# Example of using the group generation functions

In [1]:
#note: must restart kernel if CoxeterArtinGroupGeneration has been updated 
import numpy as np
from CoxeterArtinGroupGeneration import getTimestamp, DataGenerator, loadDataset, readDataset, plotFrequencies

In [5]:
# get timestamp (for job)
timestamp = getTimestamp()  #format: YYYY-MM-DD
coxeterMatrix = np.array([
    [1, 3, 2],
    [3, 1, 3],
    [2, 3, 1],
])

# create object for generating data 
dg = DataGenerator(coxeterMatrix, mode="coxeter", dataDir="datasets", timestamp=timestamp)
# define group type (mode)
dg.mode = 'coxeter'
dg.timestamp = timestamp

# define word length, dataset size, splits 
min_wordLen = 12
max_wordLen =  26
fixed_wordLen = max_wordLen
dg.datasetSize = 15000
dg.train_size = 0.3
dg.setSizes(min_wordLen, max_wordLen, fixed_wordLen)

# generate folder name for dataset using dataset features (updates folderPath)
folderName = dg.generateFolderName()
print(f"Unique folder name for dataset: {folderName}")
# define directory path (defined via generation or manually)
trainDF, testDF = dg.makeDataset(userDatasetPath=folderName, random_state=1)
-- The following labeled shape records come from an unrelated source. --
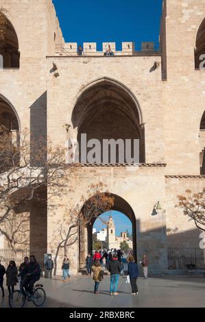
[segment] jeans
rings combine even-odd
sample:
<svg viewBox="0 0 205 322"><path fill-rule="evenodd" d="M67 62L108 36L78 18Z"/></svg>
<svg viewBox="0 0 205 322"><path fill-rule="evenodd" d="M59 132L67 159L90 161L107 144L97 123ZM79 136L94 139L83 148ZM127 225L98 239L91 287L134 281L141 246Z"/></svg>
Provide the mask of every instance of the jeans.
<svg viewBox="0 0 205 322"><path fill-rule="evenodd" d="M119 280L119 274L114 274L110 275L110 293L116 293Z"/></svg>
<svg viewBox="0 0 205 322"><path fill-rule="evenodd" d="M136 293L138 292L136 278L130 278L130 284L132 286L132 293Z"/></svg>
<svg viewBox="0 0 205 322"><path fill-rule="evenodd" d="M88 274L91 275L91 273L92 273L92 265L88 265L88 264L87 264L87 272L88 272Z"/></svg>
<svg viewBox="0 0 205 322"><path fill-rule="evenodd" d="M34 276L32 277L26 277L23 283L23 287L25 288L25 290L28 291L31 295L34 293L34 285L36 282L39 281L40 276Z"/></svg>
<svg viewBox="0 0 205 322"><path fill-rule="evenodd" d="M95 282L95 293L98 292L99 282Z"/></svg>
<svg viewBox="0 0 205 322"><path fill-rule="evenodd" d="M148 267L143 267L143 272L145 278L147 278Z"/></svg>
<svg viewBox="0 0 205 322"><path fill-rule="evenodd" d="M11 288L12 288L12 290L11 290ZM14 286L8 286L8 290L9 295L10 295L12 292L12 293L14 292Z"/></svg>
<svg viewBox="0 0 205 322"><path fill-rule="evenodd" d="M67 276L70 278L70 270L69 269L64 269L62 270L62 277L64 280L67 279Z"/></svg>
<svg viewBox="0 0 205 322"><path fill-rule="evenodd" d="M47 278L52 278L52 273L53 273L52 269L47 269Z"/></svg>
Unique folder name for dataset: 0 | mode 'coxeter' | range 12 - 26 | pad 26 | size 15,000 | split 30 70
Training set size: 4500
Testing set size: 10500


# View Frequencies

In [6]:
import os
trivialWords = readDataset(os.path.join(dg.datasetPath, dg.trivialFile))
nontrivialWords = readDataset(os.path.join(dg.datasetPath, dg.nonTrivialFile))

In [7]:
plotFrequencies(trivialWords, wordType="Trivial")
plotFrequencies(nontrivialWords, wordType="Non-Trivial")